En réaction au texte «Parfum d'élections à Québec» du journaliste Jean-Marc Salvet
On a tendance à oublier, dans le feu quotidien de l'actualité, qui fait quoi au sein de nos gouvernements. Jean-Marc Salvet écrit dans le Soleil du 15 février ce qui suit: «En théorie, le déclenchement du scrutin pourrait advenir de deux manières. Par une décision de la première ministre, qui a le loisir de dissoudre le Parlement lorsque bon lui semble - malgré l'adoption d'une loi sur la tenue des élections à date fixe. »

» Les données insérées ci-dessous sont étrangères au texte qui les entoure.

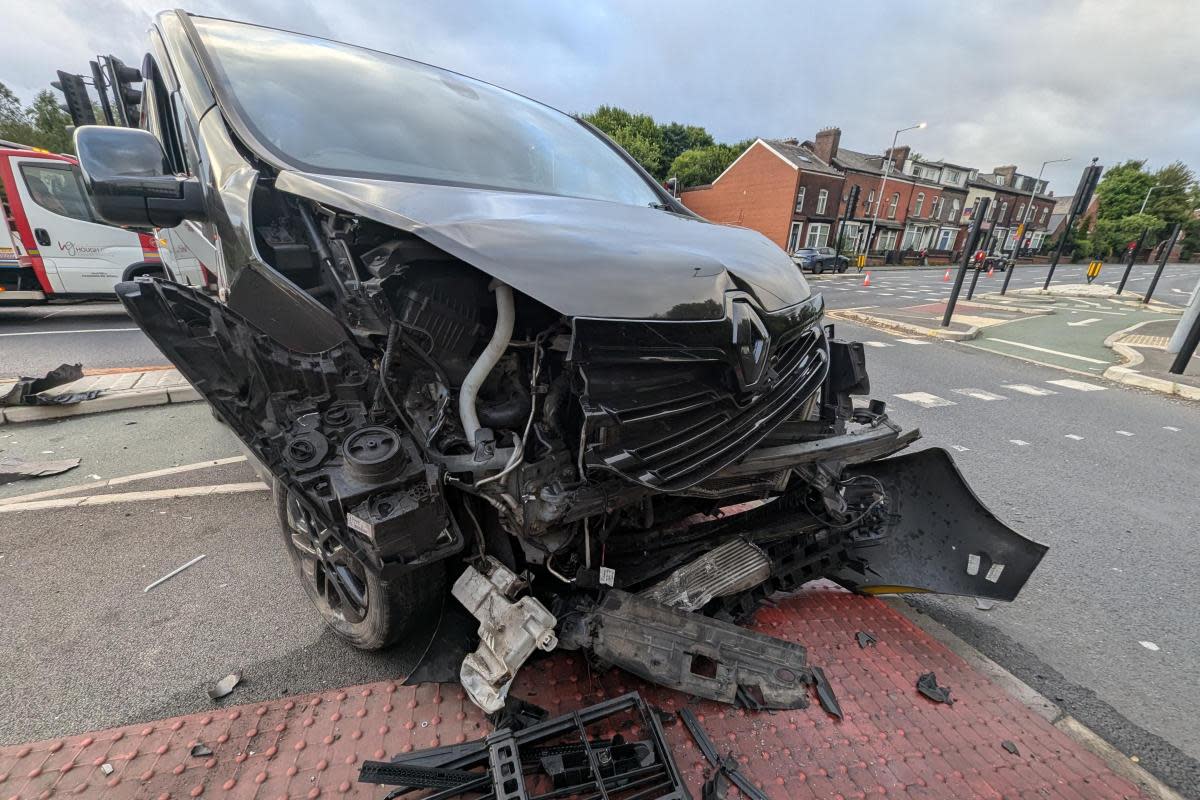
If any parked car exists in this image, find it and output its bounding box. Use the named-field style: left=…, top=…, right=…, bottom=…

Cette affirmation n'est pas exacte. La première ministre Pauline Marois n'a pas le loisir de dissoudre le Parlement. Cette prérogative appartient constitutionnellement au lieutenant-gouverneur de la province. En effet, parmi les responsabilités de ce dernier, il y a, exprimé très clairement sur son site Internet, «la convocation, la prorogation et la dissolution de l'Assemblée nationale.»
Madame Marois a certes le loisir de demander au lieutenant-gouverneur de dissoudre le Parlement. Le lieutenant-gouverneur peut faire deux choses. La première est d'accepter la demande de la première ministre et dissoudre le parlement. La seconde est d'offrir à l'opposition, qui, au total, compte plus de députés que le Parti québécois, la possibilité de tenter de former un gouvernement.
Cela, c'est la réalité de notre système démocratique et quand on y pense bien, c'est un assez bon système.